Correspondence: Wencang Gao, Department of Oncology, The Second Afliated Hospital, Zhejiang Chinese Medical University, Chaowang Road, Gongshu District, Hangzhou, 310000, People’s Republic of China, Tel +86 13616864326, Email wencanggao2011@126.com

Purpose: Patients with non-small cell lung cancer (NSCLC) complicated by malignant pleural effusion (MPE) face a dismal prognosis. Existing biomarkers (eg, VEGF, CEA) show limited sensitivity, while nutritional indices (eg, PNI) are emerging as prognostic factors. This study aimed to develop a novel nomogram integrating lipid metabolism and nutritional indices to predict survival in NSCLC-MPE patients.
Methods: Multicenter retrospective cohort study enrolling patients with confirmed NSCLC combined with MPE who underwent thoracentesis from 2018 to 2024 from each of two centers. Univariate, multifactorial Cox regression analysis was used to identify five key clinical variables, and a nomogram model was developed. The predictive accuracy of the model was evaluated by calculating the area under the curve of the work characteristics of the recipients.

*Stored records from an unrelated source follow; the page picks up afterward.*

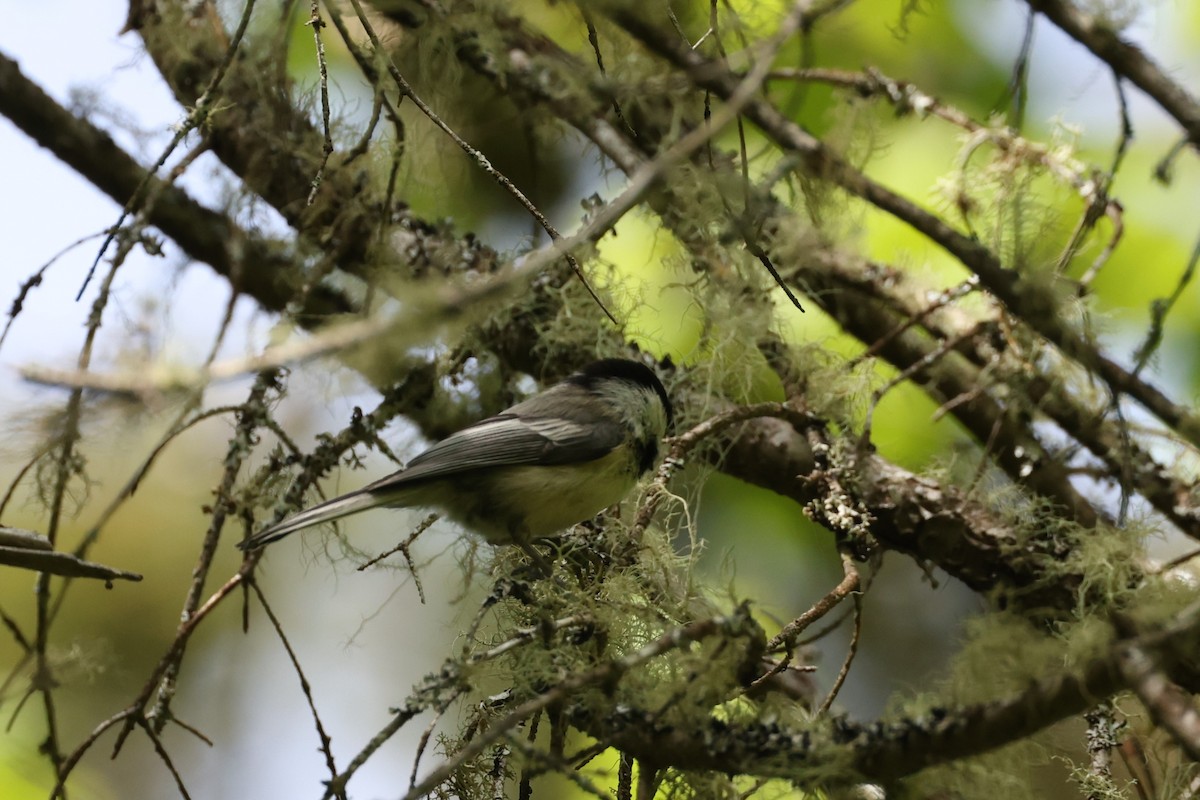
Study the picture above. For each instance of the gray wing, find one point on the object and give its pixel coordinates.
(508, 440)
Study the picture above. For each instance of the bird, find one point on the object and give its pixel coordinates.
(532, 470)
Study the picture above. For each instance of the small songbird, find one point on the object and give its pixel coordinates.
(538, 468)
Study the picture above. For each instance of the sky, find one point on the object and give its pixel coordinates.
(48, 205)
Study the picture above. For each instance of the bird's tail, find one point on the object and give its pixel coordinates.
(327, 511)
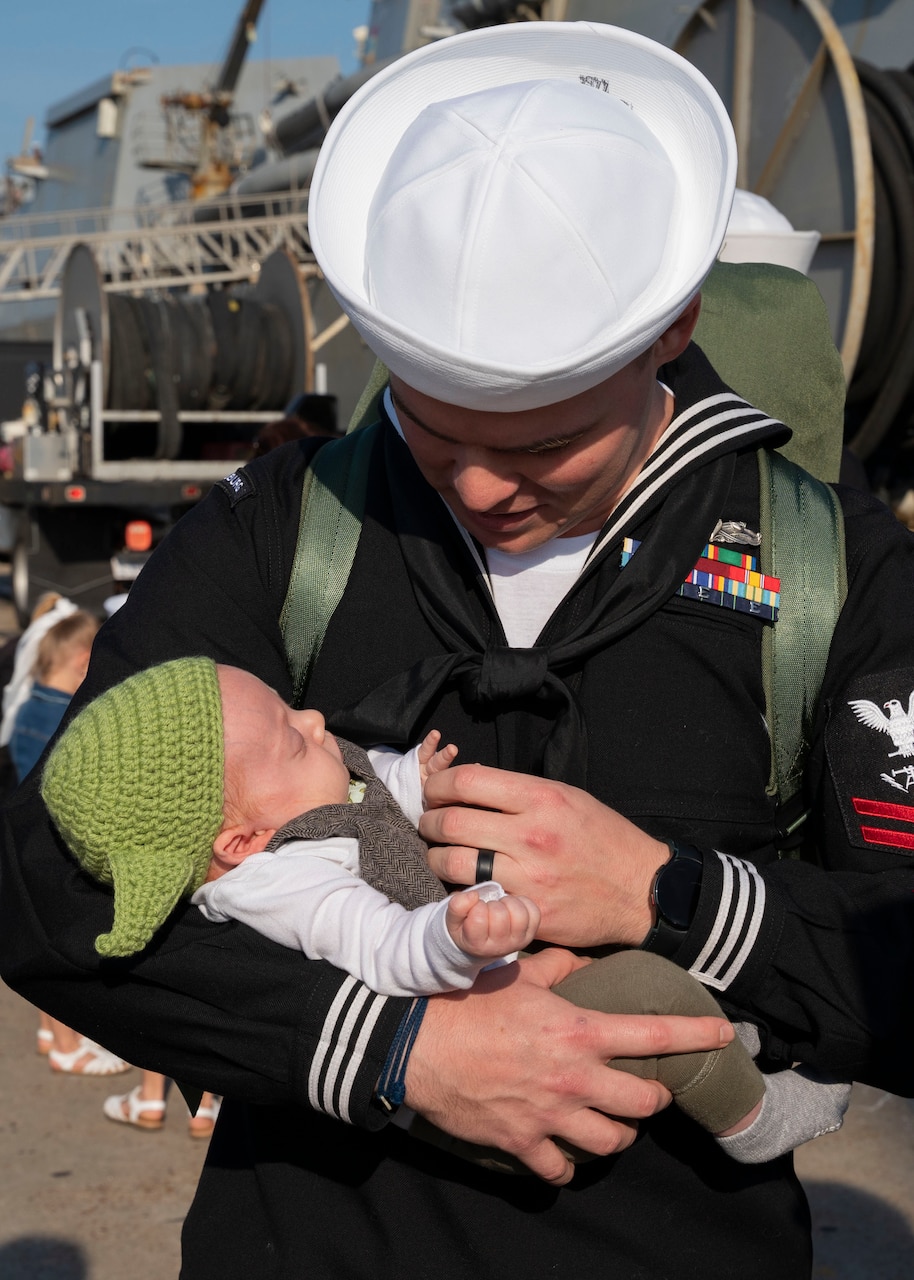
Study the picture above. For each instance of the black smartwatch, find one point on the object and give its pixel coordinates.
(673, 896)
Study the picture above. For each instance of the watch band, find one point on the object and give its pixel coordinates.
(675, 895)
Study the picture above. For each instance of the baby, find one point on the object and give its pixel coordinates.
(195, 780)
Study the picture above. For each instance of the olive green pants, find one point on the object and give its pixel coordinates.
(716, 1088)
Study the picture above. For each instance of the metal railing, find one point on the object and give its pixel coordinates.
(154, 246)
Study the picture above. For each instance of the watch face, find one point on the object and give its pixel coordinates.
(677, 891)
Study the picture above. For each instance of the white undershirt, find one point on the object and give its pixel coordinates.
(526, 586)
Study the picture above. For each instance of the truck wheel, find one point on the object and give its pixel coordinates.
(64, 551)
(19, 575)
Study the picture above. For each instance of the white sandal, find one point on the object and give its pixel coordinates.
(204, 1120)
(142, 1112)
(87, 1059)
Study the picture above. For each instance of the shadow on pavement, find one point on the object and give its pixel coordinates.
(858, 1235)
(42, 1257)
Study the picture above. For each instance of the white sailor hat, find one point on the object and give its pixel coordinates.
(511, 215)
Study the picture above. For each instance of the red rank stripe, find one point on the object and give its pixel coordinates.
(721, 568)
(881, 809)
(882, 836)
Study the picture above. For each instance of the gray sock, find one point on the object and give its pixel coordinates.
(799, 1105)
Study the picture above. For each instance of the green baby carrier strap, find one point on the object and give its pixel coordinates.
(330, 521)
(801, 544)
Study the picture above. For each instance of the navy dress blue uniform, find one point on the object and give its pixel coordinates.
(305, 1175)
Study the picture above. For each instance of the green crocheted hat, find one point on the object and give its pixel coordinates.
(135, 786)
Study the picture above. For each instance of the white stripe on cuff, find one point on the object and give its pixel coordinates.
(736, 926)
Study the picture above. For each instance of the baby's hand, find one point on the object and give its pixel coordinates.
(490, 929)
(432, 760)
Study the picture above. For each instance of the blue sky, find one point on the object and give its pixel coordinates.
(53, 48)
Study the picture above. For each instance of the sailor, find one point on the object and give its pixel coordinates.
(519, 222)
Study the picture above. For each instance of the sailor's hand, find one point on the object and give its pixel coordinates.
(512, 1065)
(586, 867)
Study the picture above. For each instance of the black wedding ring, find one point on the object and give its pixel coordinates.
(485, 865)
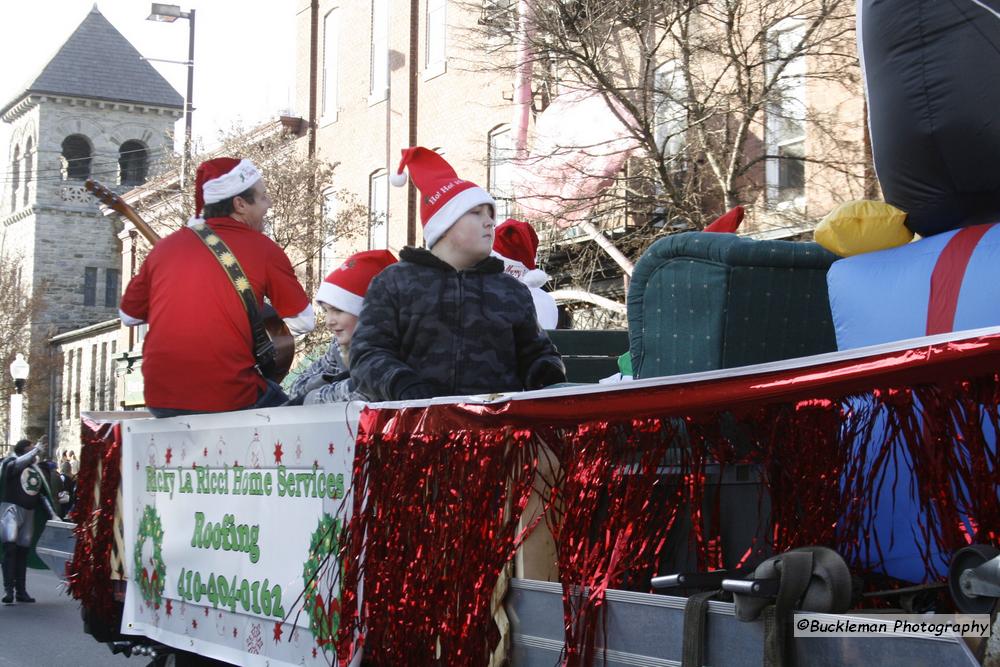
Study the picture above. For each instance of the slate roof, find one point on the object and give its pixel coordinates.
(97, 62)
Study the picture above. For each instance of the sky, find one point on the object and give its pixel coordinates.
(262, 32)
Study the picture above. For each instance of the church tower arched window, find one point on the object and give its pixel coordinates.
(76, 158)
(133, 163)
(15, 178)
(29, 159)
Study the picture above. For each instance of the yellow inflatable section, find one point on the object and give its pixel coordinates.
(862, 226)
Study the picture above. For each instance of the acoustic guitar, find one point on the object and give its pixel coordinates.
(277, 330)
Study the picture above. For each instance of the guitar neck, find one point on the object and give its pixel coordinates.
(142, 227)
(116, 203)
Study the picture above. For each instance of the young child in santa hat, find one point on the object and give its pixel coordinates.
(516, 244)
(327, 380)
(448, 321)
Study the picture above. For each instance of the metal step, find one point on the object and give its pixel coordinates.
(647, 630)
(55, 545)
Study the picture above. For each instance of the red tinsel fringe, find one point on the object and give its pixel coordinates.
(89, 571)
(435, 520)
(429, 546)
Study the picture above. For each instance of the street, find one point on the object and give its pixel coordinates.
(50, 632)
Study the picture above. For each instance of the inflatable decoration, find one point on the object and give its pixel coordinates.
(930, 70)
(728, 222)
(862, 226)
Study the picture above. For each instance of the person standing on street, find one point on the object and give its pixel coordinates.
(25, 505)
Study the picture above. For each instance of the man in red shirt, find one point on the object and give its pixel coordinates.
(198, 353)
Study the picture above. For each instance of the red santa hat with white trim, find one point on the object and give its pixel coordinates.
(346, 285)
(219, 179)
(516, 243)
(444, 197)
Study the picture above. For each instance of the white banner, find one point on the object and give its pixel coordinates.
(228, 518)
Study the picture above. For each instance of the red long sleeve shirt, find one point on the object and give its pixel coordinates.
(198, 352)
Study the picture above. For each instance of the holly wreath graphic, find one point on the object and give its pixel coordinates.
(324, 615)
(151, 575)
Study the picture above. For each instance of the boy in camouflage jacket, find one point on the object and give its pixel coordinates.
(448, 321)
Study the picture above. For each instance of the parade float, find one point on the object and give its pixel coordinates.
(803, 433)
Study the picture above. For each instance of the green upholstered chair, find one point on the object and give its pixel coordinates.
(702, 301)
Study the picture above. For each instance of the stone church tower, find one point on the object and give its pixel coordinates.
(96, 110)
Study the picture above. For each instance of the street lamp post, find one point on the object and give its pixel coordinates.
(168, 14)
(18, 371)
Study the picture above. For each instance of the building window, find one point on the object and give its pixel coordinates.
(331, 209)
(90, 286)
(500, 165)
(103, 395)
(92, 403)
(436, 36)
(378, 210)
(113, 384)
(499, 17)
(133, 163)
(15, 178)
(379, 51)
(331, 44)
(670, 116)
(77, 382)
(29, 158)
(786, 113)
(76, 158)
(68, 386)
(111, 278)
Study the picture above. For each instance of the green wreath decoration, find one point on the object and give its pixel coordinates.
(150, 584)
(324, 615)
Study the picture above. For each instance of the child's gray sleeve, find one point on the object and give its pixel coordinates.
(538, 361)
(330, 363)
(376, 367)
(339, 391)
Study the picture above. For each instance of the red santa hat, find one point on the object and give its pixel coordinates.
(444, 197)
(222, 178)
(516, 243)
(346, 285)
(728, 222)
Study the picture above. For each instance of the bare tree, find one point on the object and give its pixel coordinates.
(19, 307)
(714, 97)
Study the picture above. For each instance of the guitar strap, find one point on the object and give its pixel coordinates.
(263, 349)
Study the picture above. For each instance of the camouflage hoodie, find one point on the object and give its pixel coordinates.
(449, 332)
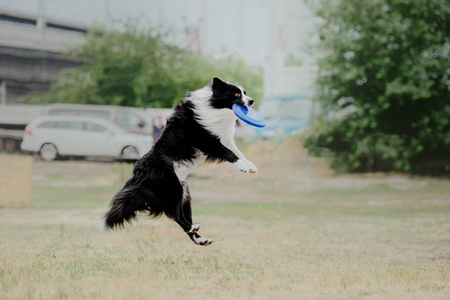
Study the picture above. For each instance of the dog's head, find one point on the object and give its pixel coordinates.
(225, 94)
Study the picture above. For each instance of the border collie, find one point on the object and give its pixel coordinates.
(200, 129)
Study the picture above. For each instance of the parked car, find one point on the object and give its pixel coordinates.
(285, 115)
(57, 136)
(131, 119)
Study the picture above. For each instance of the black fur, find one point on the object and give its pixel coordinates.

Results: A total of 250 patients with NSCLC combined with MPE were analyzed in this study, 195 in the training group and 55 in the validation group. The multifactorial COX test showed an interaction between ECOG PS, pleural lactate dehydrogenase (LDH), T stage, low/high-density lipoprotein cholesterol concentration ratio (LHR), and prognostic nutritional index (PNI). At 1, 2, and 3 years, the area under the curve (AUC) values were 0.899, 0.808, and 0.748 for the training set and 0.899, 0.798, and 0.669 for the validation set, respectively.
Conclusion: MPE carries a poor prognosis for NSCLC patients, and the clinical prediction model we constructed shows good promise in predicting OS in this patient, which can assist direct the selection of optimal treatment strategies.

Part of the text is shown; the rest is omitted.